Hoje, no lugar de professor, disputamos a atenção do aluno com o WhatsApp, Facebook, Instagram, Twitter, e-mail.  Tudo isso dentro de uma caixinha de metal chamada smartphone.  Em uma, cada vez mais, cruel batalha pela atenção, me acostumei a usar todos os recursos “multimídia” disponíveis em aula: vídeos, gráficos, jogos, filmes, clipes, cliques, debates, piadas, músicas.  Só falta, como diria minha avó, pendurar uma melancia no pescoço para chamar atenção.  São descargas consecutivas de adrenalina.  Nesse sentido, dar aula não é muito diferente de fazer jornalismo.  Vivemos, na comunicação, uma busca eterna pela sua atenção, amigo leitor.  Até pouco tempo atrás, para fisga-lo, precisávamos apenas de um lide criativo.  Lide é como os jornalistas chamam os primeiros parágrafos de uma notícia, onde, em tese, devem estar as respostas para perguntas básicas como o que aconteceu, com quem, onde, como, quando e por quê.  Não é mais suficiente apenas um bom lide.  Pelo simples fato de que, enquanto você lê este texto (e obrigado por ter chegado até aqui), sua atenção pode ter sido seduzida pela foto que chegou ao grupo de amigos do Whats, por uma imagem na TV, pela música do game do tablete do seu filho ao seu lado, pela tentação de abrir o Facebook e ver o vídeo do gatinho fofo do último minuto.
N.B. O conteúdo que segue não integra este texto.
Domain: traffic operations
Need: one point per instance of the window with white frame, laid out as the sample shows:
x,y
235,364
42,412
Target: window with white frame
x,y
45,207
Na verdade, na sala de aula, no jornalismo, no almoço de domingo em família, no jantar romântico com a namorada, na reunião de trabalho, no bar com os amigos.  Está difícil conquistar a atenção das pessoas por mais do que um minuto.  O jeito é ter bom humor:  à mesa de bar, sempre que dois ou mais amigos pegam o smartphone para checar as mensagens, meu colega jornalista Marcelo Monteiro dispara: “Vocês estão conversando entre si pelo Whats?”.  Constrangimento!  Largamos o celular.  Funciona.

Você deve ter levado uns 40 segundos para ler este texto.  Se chegou até aqui, obrigado pela sua atenção.  Este é um bem cada vez mais raro – e, como se vê, disputado.